Another option here, not sure if it's been looked at yet: https://www.kfrlib.com/
Example: https://github.com/kfrlib/kfr/blob/master/examples/sample_rate_conversion.cpp
If you comply with the GNU Public License v3, you can get KFR for free
Closing because this has been solved with libspeexdsp
Most helpful comment
Here is a branch that replaces libsamplerate with speexdsp. For discussion only at this point. Anyone wants to build it, be sure to
make dep. You may have to install automake, libtool and pkg-config.I chose speex to try as an alternative since it looked like they'd built it with a preference for speed over maximum quality.
But of course, it's complicated. Here is some benchmarking of it vs libsamplerate, processing 8 interleaved audio channels, the way AudioInterface does:
(Everything test line is suffixed
_meanbecause these the averages of multiple runs; the second numeric column is CPU time. Speex has a quality setting of 1 to 10; quality 4 is the default.)Which is slower than libsamplerate.
However, processing a single channel of audio, it's faster:
(Internally, the speex interleaved-audio processing routine just calls the one-channel version in a loop over the channels.)
Profiling in Rack bears out the relative speeds.
Using Rack built with speex, it sounds the same to me, but maybe someone with a better ear or better hardware will notice a difference.
That said, looking around in AudioInterface, and if the immediate goal is to reduce the CPU hit from resampling, here's a range of options:
Adopt the same-samplerate-do-nothing change from the performance discussion. That just removes the resampling overhead for many users.
Change AudioInterface to reset the various buffers and resampler to have the same number of channels as the device when the device changes. Currently, regardless of the device's actual channels, it processes 8 channels in or out -- a good bit of needless processing if the device has only, say, 2 channels. Changing this would also presumably make it easier in future to support devices with more than 8 channels.
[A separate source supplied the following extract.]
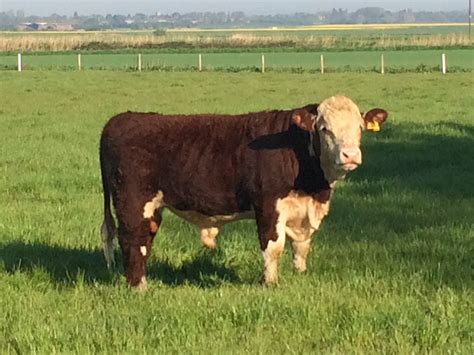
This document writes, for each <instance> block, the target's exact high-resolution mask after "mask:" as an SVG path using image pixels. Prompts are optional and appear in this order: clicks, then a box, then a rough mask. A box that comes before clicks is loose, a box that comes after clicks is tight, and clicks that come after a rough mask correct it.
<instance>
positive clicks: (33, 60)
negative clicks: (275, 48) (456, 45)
mask: <svg viewBox="0 0 474 355" xmlns="http://www.w3.org/2000/svg"><path fill="white" fill-rule="evenodd" d="M442 53H446V56H447V65H448V70H449V67H451V68H454V69H455V70H459V69H460V68H461V69H462V70H467V71H472V70H474V50H472V49H452V50H415V51H380V52H379V51H351V52H327V53H324V52H293V53H292V52H263V51H262V53H248V52H242V53H205V54H203V55H202V60H203V68H204V70H210V71H212V70H232V69H235V70H244V69H249V68H253V69H254V70H258V68H260V66H261V58H262V54H263V55H265V66H266V68H268V69H270V70H272V69H274V70H283V69H302V70H315V71H316V70H319V68H320V56H321V55H323V56H324V63H325V69H326V71H370V70H374V71H376V70H379V68H380V60H381V54H383V55H384V61H385V68H386V70H387V71H390V70H394V71H402V70H407V71H414V70H416V69H417V68H418V69H419V68H420V67H422V68H424V70H426V71H428V70H431V71H433V70H437V67H439V66H440V62H441V54H442ZM81 56H82V60H81V61H82V67H83V68H84V69H107V70H108V69H110V70H136V68H137V65H138V54H131V53H128V54H88V53H82V54H81ZM16 62H17V57H16V56H15V55H7V56H0V69H1V68H3V69H15V67H16ZM197 66H198V54H196V53H145V54H143V55H142V67H143V69H144V70H150V69H155V70H156V69H167V70H197ZM23 67H24V69H25V70H50V69H53V70H75V69H77V54H54V53H52V54H46V55H41V54H35V55H33V54H31V55H29V54H25V55H23Z"/></svg>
Maybe only resample channels that are being used (that are patched in). Unused input channels (input from the device) could just be ignored, while unused output channels can just get zeroes. Channels in use would each get their own 1-channel resampler. It doesn't seem like this would cause cases where channels might get out of sync (if independent resamplers had different lags) -- but tell me if that's wrong.
If one-channel resamplers are the order of the day, switching to speex could make sense. Otherwise, I think it doesn't.
If all those things worked, looks like it'd shake most of the fruit from the resampling-optimization tree.
I'm willing to tackle it, but @AndrewBelt, will wait your guidance.